Thanks, we will check this out, since this might be a recent bug that slipped through the cracks. According to our dev, expected behaviour is that it’s marked completed after completed the quiz. Expected behaviour aside, is this how you’d like it to function or do you like them being 2 independent actions?
Thanks Peter. We definitely plan to add more Smart Review modes, including flipping the direction (to train comprehension instead of ability to produce, which may be less of a focus for some learners, depending on goals). Adding listening mode only would be easily part of this.

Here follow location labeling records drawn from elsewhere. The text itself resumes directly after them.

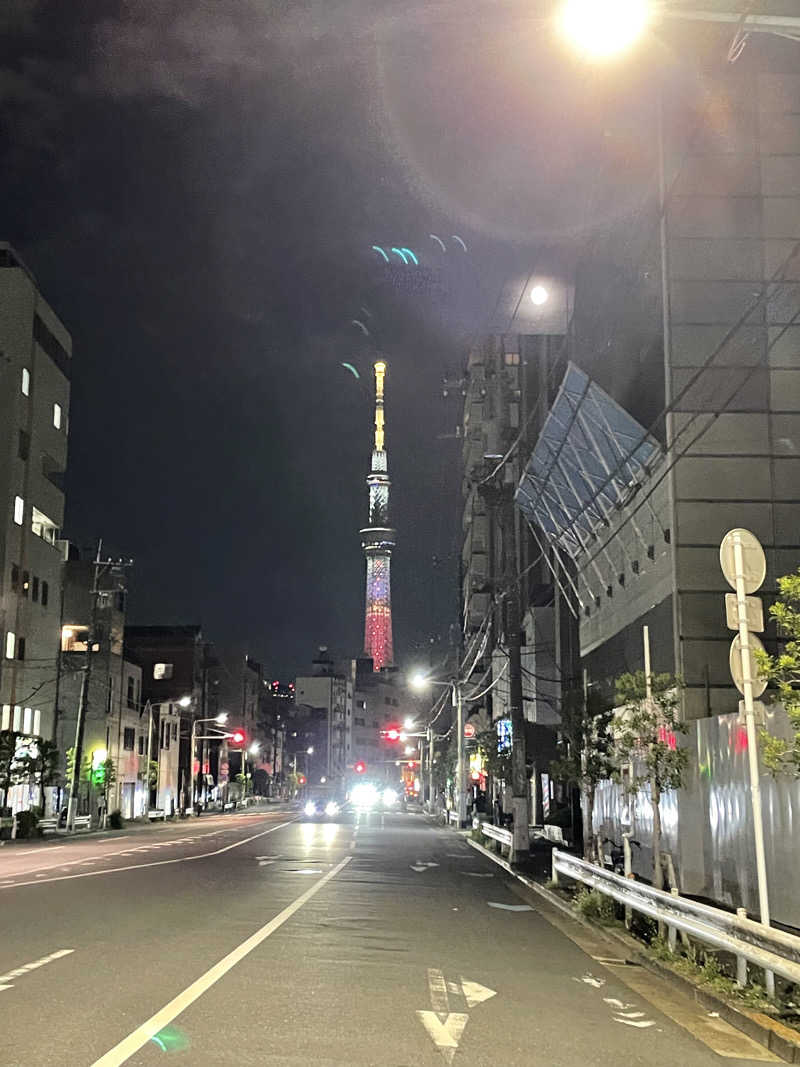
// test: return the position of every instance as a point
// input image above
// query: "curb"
(770, 1033)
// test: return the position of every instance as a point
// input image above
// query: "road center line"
(142, 1034)
(139, 866)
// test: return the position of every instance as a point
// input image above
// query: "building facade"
(35, 369)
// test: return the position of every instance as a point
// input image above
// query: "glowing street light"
(419, 682)
(602, 29)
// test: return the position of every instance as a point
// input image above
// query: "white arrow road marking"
(32, 966)
(437, 989)
(445, 1032)
(475, 992)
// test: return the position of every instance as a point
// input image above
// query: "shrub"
(595, 906)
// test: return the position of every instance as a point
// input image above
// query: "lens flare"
(604, 28)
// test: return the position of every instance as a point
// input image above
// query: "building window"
(43, 526)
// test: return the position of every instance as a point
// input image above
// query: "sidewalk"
(134, 826)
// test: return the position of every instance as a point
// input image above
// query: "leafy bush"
(28, 824)
(595, 906)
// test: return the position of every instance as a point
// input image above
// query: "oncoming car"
(320, 803)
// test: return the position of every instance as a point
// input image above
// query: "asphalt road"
(264, 940)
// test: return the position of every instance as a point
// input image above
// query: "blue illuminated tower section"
(378, 540)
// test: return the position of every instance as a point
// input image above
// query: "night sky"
(196, 186)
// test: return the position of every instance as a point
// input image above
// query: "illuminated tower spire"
(378, 540)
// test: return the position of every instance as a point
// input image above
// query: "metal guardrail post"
(741, 964)
(672, 930)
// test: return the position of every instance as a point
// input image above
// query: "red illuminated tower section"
(378, 540)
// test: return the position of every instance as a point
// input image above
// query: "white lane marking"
(142, 1034)
(475, 992)
(140, 866)
(107, 856)
(19, 971)
(437, 990)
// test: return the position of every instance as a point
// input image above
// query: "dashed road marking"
(141, 1035)
(33, 966)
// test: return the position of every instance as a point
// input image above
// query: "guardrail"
(751, 942)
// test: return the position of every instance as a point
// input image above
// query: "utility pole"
(521, 847)
(460, 781)
(83, 703)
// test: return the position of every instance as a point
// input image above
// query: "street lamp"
(419, 682)
(218, 720)
(602, 29)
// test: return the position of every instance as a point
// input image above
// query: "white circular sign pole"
(745, 578)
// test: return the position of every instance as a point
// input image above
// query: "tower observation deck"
(378, 540)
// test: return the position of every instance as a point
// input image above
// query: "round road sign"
(753, 560)
(760, 684)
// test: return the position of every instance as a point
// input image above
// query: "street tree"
(645, 731)
(8, 757)
(782, 755)
(586, 755)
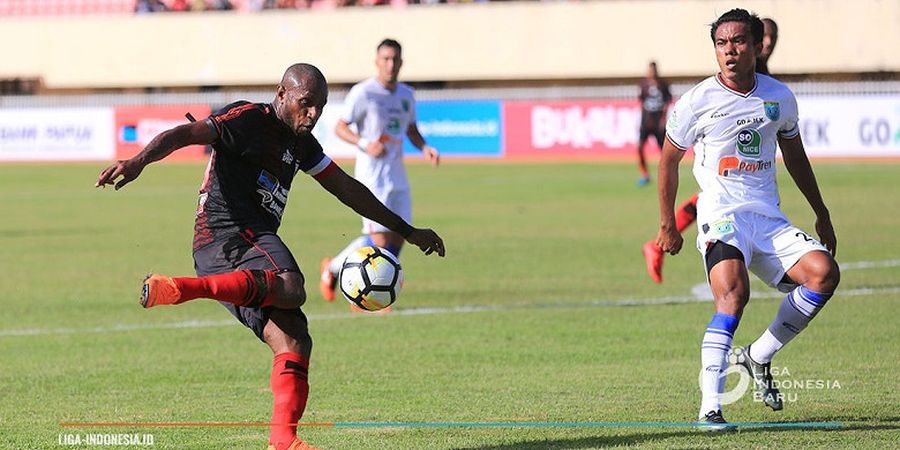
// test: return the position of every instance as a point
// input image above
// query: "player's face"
(735, 50)
(388, 62)
(301, 106)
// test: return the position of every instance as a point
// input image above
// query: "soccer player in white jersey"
(734, 120)
(383, 111)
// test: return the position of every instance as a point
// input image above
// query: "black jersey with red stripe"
(250, 171)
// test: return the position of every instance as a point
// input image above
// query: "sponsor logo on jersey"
(748, 142)
(733, 166)
(773, 110)
(274, 195)
(393, 126)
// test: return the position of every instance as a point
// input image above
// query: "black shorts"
(246, 251)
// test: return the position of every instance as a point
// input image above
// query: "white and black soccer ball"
(370, 278)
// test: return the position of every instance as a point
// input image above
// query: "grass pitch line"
(674, 300)
(445, 425)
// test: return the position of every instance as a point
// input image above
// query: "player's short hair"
(739, 15)
(390, 43)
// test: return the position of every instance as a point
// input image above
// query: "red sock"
(290, 389)
(251, 288)
(686, 214)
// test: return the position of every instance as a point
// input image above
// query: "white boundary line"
(419, 312)
(696, 297)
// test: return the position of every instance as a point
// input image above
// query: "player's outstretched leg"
(653, 257)
(685, 215)
(287, 335)
(762, 377)
(714, 361)
(249, 288)
(819, 276)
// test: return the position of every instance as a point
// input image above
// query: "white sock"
(338, 261)
(796, 311)
(714, 360)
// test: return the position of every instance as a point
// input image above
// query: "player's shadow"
(889, 423)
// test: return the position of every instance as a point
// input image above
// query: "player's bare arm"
(161, 146)
(373, 148)
(360, 199)
(669, 239)
(412, 132)
(797, 164)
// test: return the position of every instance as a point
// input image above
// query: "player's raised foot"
(296, 445)
(357, 309)
(762, 377)
(327, 281)
(653, 256)
(714, 422)
(159, 290)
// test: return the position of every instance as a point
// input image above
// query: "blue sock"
(714, 360)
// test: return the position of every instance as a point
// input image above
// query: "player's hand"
(432, 154)
(669, 240)
(826, 233)
(427, 240)
(127, 169)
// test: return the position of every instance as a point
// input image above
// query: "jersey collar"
(738, 93)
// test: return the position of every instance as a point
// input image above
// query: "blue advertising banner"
(460, 128)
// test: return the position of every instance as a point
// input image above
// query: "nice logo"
(748, 142)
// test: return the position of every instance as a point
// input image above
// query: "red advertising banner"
(136, 126)
(571, 129)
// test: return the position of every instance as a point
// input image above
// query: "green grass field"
(544, 252)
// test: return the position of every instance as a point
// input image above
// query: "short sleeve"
(681, 128)
(354, 110)
(790, 127)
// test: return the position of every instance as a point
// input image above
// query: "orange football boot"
(296, 445)
(159, 290)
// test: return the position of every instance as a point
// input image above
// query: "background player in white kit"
(734, 120)
(383, 111)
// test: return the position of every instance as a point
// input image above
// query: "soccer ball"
(371, 278)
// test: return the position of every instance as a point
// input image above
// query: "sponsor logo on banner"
(571, 128)
(850, 125)
(460, 128)
(136, 126)
(56, 134)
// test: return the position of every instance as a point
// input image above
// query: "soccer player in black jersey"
(239, 258)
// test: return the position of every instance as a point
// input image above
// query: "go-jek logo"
(732, 166)
(748, 142)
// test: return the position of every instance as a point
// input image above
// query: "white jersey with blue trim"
(385, 115)
(735, 137)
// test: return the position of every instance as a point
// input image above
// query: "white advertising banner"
(850, 125)
(57, 134)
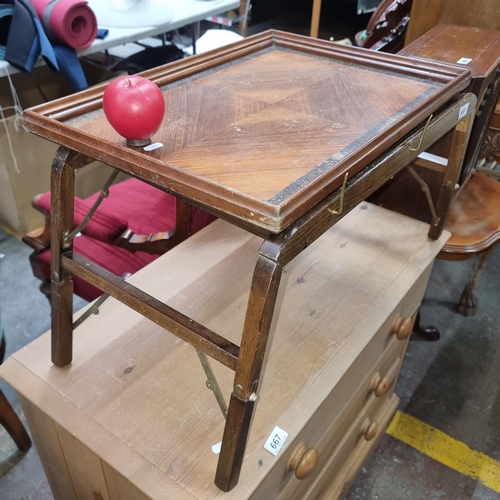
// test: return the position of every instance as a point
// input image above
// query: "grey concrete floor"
(452, 385)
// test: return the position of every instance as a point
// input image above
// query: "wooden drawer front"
(364, 402)
(351, 395)
(339, 476)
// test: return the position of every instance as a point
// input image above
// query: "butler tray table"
(279, 134)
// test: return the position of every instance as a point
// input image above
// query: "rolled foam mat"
(71, 22)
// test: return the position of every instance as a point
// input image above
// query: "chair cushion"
(115, 260)
(145, 209)
(103, 225)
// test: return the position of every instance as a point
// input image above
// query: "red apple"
(134, 106)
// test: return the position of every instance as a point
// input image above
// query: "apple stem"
(138, 143)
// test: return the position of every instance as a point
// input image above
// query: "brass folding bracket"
(342, 192)
(211, 382)
(427, 191)
(93, 309)
(68, 236)
(422, 135)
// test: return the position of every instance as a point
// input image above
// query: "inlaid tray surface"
(263, 130)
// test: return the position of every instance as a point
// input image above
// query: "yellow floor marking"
(443, 448)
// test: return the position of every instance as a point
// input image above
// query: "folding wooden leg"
(448, 190)
(12, 424)
(468, 302)
(263, 293)
(62, 207)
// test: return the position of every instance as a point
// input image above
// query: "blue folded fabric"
(26, 40)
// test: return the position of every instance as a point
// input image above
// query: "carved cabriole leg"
(263, 293)
(452, 174)
(468, 302)
(62, 207)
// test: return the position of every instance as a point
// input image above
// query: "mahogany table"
(279, 134)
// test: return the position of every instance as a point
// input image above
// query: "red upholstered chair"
(131, 228)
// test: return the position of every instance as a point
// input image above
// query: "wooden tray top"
(261, 131)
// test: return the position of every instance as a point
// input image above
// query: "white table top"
(185, 12)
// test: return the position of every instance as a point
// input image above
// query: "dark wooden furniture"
(480, 50)
(279, 134)
(122, 236)
(490, 150)
(387, 27)
(474, 222)
(8, 417)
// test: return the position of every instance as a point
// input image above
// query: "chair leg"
(429, 333)
(468, 302)
(12, 424)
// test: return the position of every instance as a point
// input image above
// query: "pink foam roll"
(71, 22)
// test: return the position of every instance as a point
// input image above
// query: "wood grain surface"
(425, 14)
(263, 128)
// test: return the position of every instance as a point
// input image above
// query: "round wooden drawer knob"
(402, 327)
(382, 387)
(303, 461)
(369, 429)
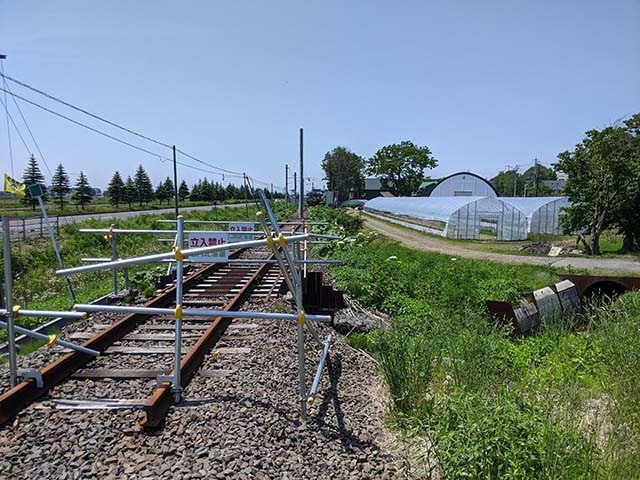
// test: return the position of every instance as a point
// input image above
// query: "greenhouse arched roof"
(528, 205)
(429, 208)
(453, 217)
(543, 213)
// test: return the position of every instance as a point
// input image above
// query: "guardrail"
(31, 227)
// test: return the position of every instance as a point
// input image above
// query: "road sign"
(209, 239)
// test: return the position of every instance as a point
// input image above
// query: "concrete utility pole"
(301, 201)
(286, 185)
(515, 177)
(175, 180)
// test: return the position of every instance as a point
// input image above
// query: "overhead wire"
(10, 117)
(4, 82)
(102, 119)
(26, 124)
(97, 117)
(113, 124)
(80, 124)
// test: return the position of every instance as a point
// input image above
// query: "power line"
(9, 117)
(102, 119)
(97, 117)
(113, 124)
(80, 124)
(4, 82)
(207, 164)
(29, 130)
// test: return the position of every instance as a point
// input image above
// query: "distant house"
(372, 188)
(556, 185)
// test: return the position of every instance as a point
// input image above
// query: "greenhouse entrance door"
(489, 226)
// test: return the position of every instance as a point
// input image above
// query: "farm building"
(453, 217)
(543, 213)
(461, 184)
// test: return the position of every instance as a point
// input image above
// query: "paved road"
(125, 215)
(32, 226)
(419, 241)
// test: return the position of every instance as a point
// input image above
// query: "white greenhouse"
(464, 184)
(453, 217)
(543, 213)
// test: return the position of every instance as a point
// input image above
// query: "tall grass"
(34, 263)
(563, 403)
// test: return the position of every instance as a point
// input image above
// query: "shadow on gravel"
(339, 431)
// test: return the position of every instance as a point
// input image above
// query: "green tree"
(60, 186)
(116, 190)
(343, 170)
(628, 209)
(183, 191)
(533, 178)
(32, 176)
(130, 194)
(83, 193)
(144, 188)
(603, 176)
(400, 167)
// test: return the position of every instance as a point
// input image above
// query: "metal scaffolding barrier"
(284, 258)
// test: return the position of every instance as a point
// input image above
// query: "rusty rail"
(157, 406)
(22, 395)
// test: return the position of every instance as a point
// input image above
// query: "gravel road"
(419, 241)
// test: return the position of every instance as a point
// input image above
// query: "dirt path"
(420, 241)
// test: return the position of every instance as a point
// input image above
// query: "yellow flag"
(11, 185)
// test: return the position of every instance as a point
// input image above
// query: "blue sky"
(483, 84)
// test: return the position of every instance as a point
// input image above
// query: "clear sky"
(483, 84)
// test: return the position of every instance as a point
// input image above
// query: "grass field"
(471, 402)
(12, 207)
(37, 287)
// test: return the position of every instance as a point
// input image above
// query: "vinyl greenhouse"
(453, 217)
(543, 213)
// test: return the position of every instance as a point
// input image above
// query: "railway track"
(137, 349)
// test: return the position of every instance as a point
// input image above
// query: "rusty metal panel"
(547, 301)
(527, 318)
(568, 296)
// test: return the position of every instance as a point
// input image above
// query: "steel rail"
(19, 397)
(158, 404)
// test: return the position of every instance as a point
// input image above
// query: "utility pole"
(246, 200)
(175, 180)
(515, 177)
(295, 186)
(286, 185)
(301, 200)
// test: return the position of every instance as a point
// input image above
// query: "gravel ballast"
(244, 424)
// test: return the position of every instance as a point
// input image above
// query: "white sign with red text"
(209, 239)
(241, 232)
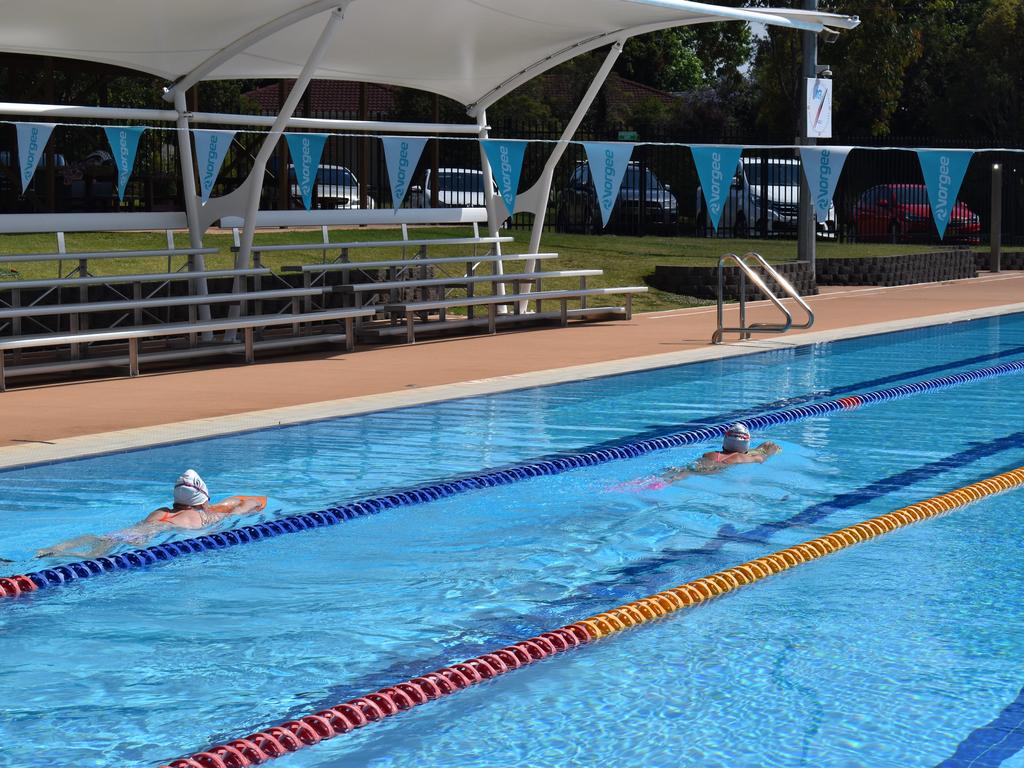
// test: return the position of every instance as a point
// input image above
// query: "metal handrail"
(748, 271)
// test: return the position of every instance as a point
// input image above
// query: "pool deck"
(53, 422)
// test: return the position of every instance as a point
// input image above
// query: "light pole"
(805, 233)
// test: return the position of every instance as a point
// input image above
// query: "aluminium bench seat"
(462, 282)
(343, 266)
(40, 310)
(110, 280)
(422, 244)
(411, 308)
(136, 334)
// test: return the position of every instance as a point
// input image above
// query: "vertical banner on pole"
(32, 138)
(818, 108)
(401, 155)
(716, 166)
(944, 171)
(822, 167)
(608, 162)
(124, 144)
(306, 150)
(211, 148)
(505, 157)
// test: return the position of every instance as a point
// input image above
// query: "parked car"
(902, 213)
(745, 213)
(643, 201)
(457, 187)
(336, 187)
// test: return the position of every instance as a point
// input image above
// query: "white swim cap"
(189, 489)
(737, 439)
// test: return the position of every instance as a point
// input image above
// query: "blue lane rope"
(424, 494)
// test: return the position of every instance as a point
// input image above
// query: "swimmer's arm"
(759, 455)
(238, 505)
(155, 516)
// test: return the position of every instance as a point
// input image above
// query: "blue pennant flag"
(506, 157)
(32, 138)
(944, 171)
(211, 148)
(716, 166)
(608, 162)
(306, 150)
(401, 155)
(124, 144)
(822, 166)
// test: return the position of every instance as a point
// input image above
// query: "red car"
(901, 213)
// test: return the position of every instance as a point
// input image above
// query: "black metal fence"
(660, 195)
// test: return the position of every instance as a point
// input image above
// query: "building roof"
(472, 51)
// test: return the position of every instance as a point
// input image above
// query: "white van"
(763, 187)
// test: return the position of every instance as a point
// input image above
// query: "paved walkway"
(36, 416)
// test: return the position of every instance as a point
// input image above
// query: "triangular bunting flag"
(124, 144)
(505, 157)
(608, 162)
(401, 155)
(944, 171)
(306, 150)
(32, 138)
(211, 148)
(716, 166)
(822, 166)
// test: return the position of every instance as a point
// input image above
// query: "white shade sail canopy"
(472, 51)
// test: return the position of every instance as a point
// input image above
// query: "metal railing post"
(995, 245)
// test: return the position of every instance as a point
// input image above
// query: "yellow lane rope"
(716, 585)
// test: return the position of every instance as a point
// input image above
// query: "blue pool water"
(905, 651)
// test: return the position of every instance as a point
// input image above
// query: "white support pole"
(270, 141)
(542, 190)
(492, 203)
(247, 41)
(197, 261)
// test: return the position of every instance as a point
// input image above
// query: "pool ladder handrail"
(748, 271)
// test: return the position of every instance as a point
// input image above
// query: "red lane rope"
(311, 729)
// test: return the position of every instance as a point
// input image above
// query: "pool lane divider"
(18, 585)
(311, 729)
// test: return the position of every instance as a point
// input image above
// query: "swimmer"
(735, 450)
(192, 510)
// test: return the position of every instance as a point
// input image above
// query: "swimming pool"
(897, 652)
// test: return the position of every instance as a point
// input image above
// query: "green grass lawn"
(626, 260)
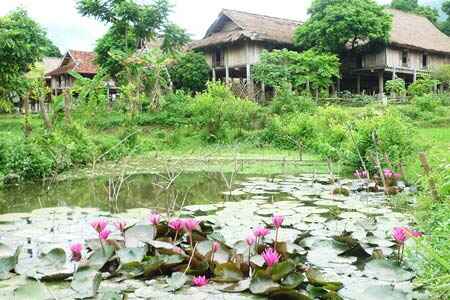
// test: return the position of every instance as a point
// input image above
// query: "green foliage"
(396, 86)
(21, 46)
(336, 24)
(423, 85)
(309, 69)
(287, 101)
(217, 110)
(190, 72)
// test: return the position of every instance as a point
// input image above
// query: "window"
(218, 58)
(405, 57)
(424, 61)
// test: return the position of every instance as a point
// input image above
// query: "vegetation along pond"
(202, 236)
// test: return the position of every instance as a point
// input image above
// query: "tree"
(306, 70)
(133, 26)
(50, 49)
(190, 72)
(337, 25)
(21, 41)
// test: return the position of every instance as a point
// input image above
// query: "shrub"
(286, 101)
(216, 110)
(190, 73)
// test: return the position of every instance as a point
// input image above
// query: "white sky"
(69, 30)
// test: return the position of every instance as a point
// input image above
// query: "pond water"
(316, 229)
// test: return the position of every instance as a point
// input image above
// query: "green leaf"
(228, 272)
(282, 269)
(262, 284)
(86, 282)
(293, 280)
(176, 281)
(137, 235)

For adding Shorty phrases to Smart Review, would the ability to create your own custom phrases help? It would give you more flexibility, but for better or worse, you’d probably need to confirm EN translation yourself, (after it defaulting to a Deepl translation).
This, or over time as admins, we could work on curating key phrases (about 10 per Shorty)? The downside is there would end up being situations in which we wouldn’t select the same phrases that you might find useful.
@joelrendall I’m the guy who asked for the third option of “not quite complete”, or “complete but review later” or somesuch. At the moment I use the fact that I have to manually mark as complete separately from doing the quiz to approximate to this functionality.
Looking at the question more widely, I see the quiz as just one small part of the value to be got out of a shorty, so I wouldn’t want the software to push me towards thinking of the whole exercise as being complete when I’ve done the quiz.
(If it makes any difference for bug hunting, I’m using Safari on a Mac laptop - all up to date)
I agree completely. I’m still confirming the team what the intended behaviour is since it’s been a while since we implemented it, but I personally lean towards the marking as complete to be a more intentional decision independent from whether or not you did the quiz. The quiz completion used to be the only way an episode would be considered completed, and since some episodes (videos/Podcasts) don’t have quizzes, we added this separate button.
The reason for bringing this up at all is because I know that “complete” means something different for everyone, especially with the flexibility of using these episodes in many different ways (comprehension, vocab building etc).
What if you were able to add a Shorty to an active playlist that you’d review (mostly by listening while on-the-go?) So instead of considering an episode as being Complete, it becomes part of your active episodes you’re currently reviewing? Then when you are really done with it (eg. heard it so many times that you understand most of it OR you’re so sick of it you never want to hear it again), you remove it from the Active playlist? (With this would be improvements to how you could easily and quickly access this playlist to listen to multiple episodes while on-the-go).
Being able to add my own phrases would be a useful feature, for sure. I use Smart Review every day to practice what’s been taught but being out and about here in Portugal I’ve had to learn additional common phrases that are not covered in the exercises. It would be nice to be able to add these to Smart Review. There are some phrases that fall into this category in the shorties but not that many since they do tend to stick to what has been covered in the lessons.
Ultimately when it comes to shorties what would be most useful is to provide an audio component to Smart Review. Aural comprehension is the biggest obstacle for me and I’d love to be able to “hear” the phrases being reviewed rather seeing them (in English or Portuguese). Since every single exercise has an audio clip tied to it (the spoken Portuguese), being able to review those clips would be incredibly useful. Adding additional selected clips from the shorties would also be great, especially since the shorties are spoken “natively” and are harder to understand than the perfectly enunciated exercises.